Easy enough to say, not so easy to do. I studied the watch in my hand, tracing my thumbnail over the monogram. "Tell me about your magic watch, Matt. Tell me everything."

He touched his waistcoat pocket. Perhaps he didn't want to be parted from it for one moment, even at home. Having witnessed what happened when he was separated from it for too long, I could see why.

He closed the door and sat on the trunk at the foot of the bed. He leaned his elbows on his knees and looked at me. "So you believe in magic."

"I…I don't know yet. It seems so childish and fantastical, yet I've seen things. Tell me what you know. And tell me why I've never heard of such things as magical health-giving watches before."

"You've never heard of them because magic has been suppressed for hundreds of years. Magicians were almost wiped out in medieval times, after a small group committed heinous crimes using their magic. People panicked and attacked all magicians, not just the guilty few. Those who managed to escape have kept their secret all these years, out of fear."

I nodded, hardly daring to breathe. Could such a story truly be possible? "How do you know all this?"
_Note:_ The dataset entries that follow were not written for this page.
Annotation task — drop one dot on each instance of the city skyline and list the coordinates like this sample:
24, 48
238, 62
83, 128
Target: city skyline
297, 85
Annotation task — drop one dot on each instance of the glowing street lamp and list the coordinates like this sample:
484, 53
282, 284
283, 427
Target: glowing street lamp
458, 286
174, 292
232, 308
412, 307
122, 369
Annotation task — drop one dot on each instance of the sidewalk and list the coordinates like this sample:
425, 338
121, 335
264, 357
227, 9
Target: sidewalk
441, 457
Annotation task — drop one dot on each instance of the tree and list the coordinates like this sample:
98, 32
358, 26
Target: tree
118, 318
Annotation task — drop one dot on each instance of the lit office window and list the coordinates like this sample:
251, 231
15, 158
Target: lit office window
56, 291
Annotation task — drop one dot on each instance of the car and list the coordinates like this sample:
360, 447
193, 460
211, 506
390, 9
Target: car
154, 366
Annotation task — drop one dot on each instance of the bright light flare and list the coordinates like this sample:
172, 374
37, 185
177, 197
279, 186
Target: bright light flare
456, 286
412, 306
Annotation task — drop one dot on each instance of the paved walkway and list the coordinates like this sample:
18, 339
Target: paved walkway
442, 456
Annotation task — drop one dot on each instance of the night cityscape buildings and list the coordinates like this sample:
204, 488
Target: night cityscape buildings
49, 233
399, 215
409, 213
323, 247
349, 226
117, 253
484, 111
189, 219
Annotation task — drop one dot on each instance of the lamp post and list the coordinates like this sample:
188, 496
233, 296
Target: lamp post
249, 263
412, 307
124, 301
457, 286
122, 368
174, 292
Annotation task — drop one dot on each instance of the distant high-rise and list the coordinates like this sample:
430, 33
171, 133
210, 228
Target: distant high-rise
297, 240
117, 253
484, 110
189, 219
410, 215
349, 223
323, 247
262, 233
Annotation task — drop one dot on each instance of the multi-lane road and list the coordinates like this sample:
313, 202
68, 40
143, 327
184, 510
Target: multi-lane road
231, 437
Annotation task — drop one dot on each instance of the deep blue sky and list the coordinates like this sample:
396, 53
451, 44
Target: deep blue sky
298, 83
"One of the men who gave me this watch told me about it. One of them was the watchmaker, known as Chronos, the other a surgeon. They saved my life."
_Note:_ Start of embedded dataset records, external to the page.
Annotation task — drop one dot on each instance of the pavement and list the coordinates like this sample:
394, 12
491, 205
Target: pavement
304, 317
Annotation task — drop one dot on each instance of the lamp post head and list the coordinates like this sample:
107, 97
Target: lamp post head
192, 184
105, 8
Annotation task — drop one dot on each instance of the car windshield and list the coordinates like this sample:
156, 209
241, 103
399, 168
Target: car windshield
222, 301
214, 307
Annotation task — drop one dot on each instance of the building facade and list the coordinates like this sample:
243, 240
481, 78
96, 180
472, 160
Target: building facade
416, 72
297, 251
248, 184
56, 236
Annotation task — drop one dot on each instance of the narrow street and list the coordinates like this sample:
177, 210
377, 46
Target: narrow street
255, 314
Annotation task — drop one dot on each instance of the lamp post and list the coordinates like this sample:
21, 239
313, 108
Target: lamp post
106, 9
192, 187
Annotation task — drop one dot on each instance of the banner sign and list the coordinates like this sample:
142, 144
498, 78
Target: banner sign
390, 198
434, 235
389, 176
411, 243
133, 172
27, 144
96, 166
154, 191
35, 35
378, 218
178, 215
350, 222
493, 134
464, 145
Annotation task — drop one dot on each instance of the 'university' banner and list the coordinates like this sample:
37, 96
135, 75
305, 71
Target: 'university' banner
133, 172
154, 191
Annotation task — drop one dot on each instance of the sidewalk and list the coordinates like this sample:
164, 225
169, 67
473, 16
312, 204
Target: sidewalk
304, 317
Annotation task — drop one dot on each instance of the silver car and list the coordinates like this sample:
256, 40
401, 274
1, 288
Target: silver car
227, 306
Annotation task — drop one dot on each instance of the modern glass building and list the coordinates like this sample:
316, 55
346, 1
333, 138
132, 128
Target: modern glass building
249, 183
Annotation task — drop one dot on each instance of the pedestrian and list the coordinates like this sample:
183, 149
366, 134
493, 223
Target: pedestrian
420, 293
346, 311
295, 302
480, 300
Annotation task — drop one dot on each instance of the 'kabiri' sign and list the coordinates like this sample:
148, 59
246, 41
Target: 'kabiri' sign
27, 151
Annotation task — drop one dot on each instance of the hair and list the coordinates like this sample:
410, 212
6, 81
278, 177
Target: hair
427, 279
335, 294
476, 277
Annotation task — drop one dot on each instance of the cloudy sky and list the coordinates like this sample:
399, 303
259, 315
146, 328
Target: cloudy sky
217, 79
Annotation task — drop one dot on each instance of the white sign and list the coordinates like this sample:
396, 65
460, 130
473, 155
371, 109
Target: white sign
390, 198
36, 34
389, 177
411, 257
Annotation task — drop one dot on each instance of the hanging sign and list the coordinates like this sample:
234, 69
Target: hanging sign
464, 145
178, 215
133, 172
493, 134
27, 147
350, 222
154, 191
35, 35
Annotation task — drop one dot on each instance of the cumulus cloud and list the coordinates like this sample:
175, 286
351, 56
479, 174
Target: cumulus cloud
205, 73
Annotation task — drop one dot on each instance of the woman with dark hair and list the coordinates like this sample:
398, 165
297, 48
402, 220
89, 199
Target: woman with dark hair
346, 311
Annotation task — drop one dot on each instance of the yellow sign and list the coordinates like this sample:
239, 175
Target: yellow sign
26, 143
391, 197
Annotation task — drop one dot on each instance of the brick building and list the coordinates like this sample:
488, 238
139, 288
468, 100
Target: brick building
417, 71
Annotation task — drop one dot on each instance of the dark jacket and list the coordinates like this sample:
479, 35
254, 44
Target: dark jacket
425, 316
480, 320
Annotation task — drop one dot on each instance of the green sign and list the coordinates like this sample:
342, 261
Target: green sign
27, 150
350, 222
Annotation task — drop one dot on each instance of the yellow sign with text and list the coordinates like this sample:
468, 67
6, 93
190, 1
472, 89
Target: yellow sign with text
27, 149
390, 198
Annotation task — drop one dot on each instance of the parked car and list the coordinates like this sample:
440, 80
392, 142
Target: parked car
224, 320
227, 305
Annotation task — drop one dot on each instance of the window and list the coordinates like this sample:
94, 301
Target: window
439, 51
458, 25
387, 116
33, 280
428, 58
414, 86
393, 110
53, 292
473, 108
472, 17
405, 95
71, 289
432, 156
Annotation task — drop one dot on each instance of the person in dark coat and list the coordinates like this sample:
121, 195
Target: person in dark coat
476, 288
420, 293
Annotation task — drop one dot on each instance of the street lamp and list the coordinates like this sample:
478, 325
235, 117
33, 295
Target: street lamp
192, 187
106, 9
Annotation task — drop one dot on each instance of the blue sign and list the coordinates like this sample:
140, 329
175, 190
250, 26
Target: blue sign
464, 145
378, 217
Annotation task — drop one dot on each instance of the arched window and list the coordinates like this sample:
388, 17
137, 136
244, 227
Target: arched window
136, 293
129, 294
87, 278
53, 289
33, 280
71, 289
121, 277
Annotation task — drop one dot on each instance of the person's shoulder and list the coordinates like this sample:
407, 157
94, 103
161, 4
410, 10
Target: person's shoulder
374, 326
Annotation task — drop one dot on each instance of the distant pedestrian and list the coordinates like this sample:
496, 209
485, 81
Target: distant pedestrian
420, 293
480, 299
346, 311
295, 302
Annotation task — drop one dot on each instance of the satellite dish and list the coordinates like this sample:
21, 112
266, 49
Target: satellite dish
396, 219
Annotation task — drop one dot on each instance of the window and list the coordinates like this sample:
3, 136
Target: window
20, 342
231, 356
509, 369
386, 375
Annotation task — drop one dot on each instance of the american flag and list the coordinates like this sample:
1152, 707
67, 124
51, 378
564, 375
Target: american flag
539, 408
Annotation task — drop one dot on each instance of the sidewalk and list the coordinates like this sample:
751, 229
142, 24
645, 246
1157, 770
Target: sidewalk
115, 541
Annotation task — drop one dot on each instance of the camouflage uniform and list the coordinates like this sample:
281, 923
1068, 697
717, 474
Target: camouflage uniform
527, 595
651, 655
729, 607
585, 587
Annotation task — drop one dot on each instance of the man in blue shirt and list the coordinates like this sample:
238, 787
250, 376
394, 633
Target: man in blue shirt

"Surgeon? I think you need to start from the beginning."

He cast me a crooked smile. "I will, Miss Impatience. Five years ago, I nearly died from a bullet wound. The wound my grandfather gave me, as it happens."

"Oh, Matt," I murmured.

"No pity, India."

I pressed my lips together and nodded.

"I was in a town called Broken Creek, and the gunfight happened outside the saloon. A surgeon from one of the most prestigious hospitals in New York also happened to be in town."

"What was he doing so far away from home in a tiny backwater?"

"He was an alcoholic. He'd been given leave to dry out. Unfortunately for him, he didn't try very hard. Fortunately for me, I was shot at ten in the morning when the saloon hadn't yet opened. He was an excellent surgeon, even with a shaking hand."

"Was?"

"He's dead. I know that for certain because I went in search of him before I came here. I spoke to him just days before his death. Considering how much he drank, I was surprised he lived so long. I knew his name, you see, and I hoped he knew the real name of Chronos. They worked together on my surgery after the gunfight. I don't recall any of it, but Duke, Cyclops and Willie said it was both nightmarish and a dream come true. They told me Dr. Parsons worked on me on a table in the saloon. He'd removed the bullet but my life was slipping away and he hadn't sutured the wound yet. I was going to die unless a miracle could be produced."

"Or magic."

He nodded. "My friends told me that a small crowd gathered to watch Dr. Parsons work on me. Another man came forward. I'd seen him talking to Parsons some evenings in the saloon. He asked Parsons if he wanted to try his idea out, and Parsons replied that there was no chance of my survival using normal surgical methods. Duke told me that no one knew what the men meant, but Willie screamed at them to try whatever they wanted to make me live. They ordered everyone to leave, but Willie hid beneath a table in the shadows. According to her account, the man who called himself Chronos searched my person and found my watch." He patted his pocket again. "Willie almost revealed herself to accuse him of theft, but when she saw what he did with it, she remained hidden."

"What did he do?" I asked, breathless.

"Chronos held my watch in his hand, palm up, closed his eyes, and whispered some words. The watch began to glow, but neither man was alarmed. Willie thinks I stopped breathing at that point because Parsons shouted, "Now! It must be now!" Chronos took my hand and placed it over his, the watch between. As he chanted, Willie saw the purplish glow infuse itself into my skin and spread through my veins."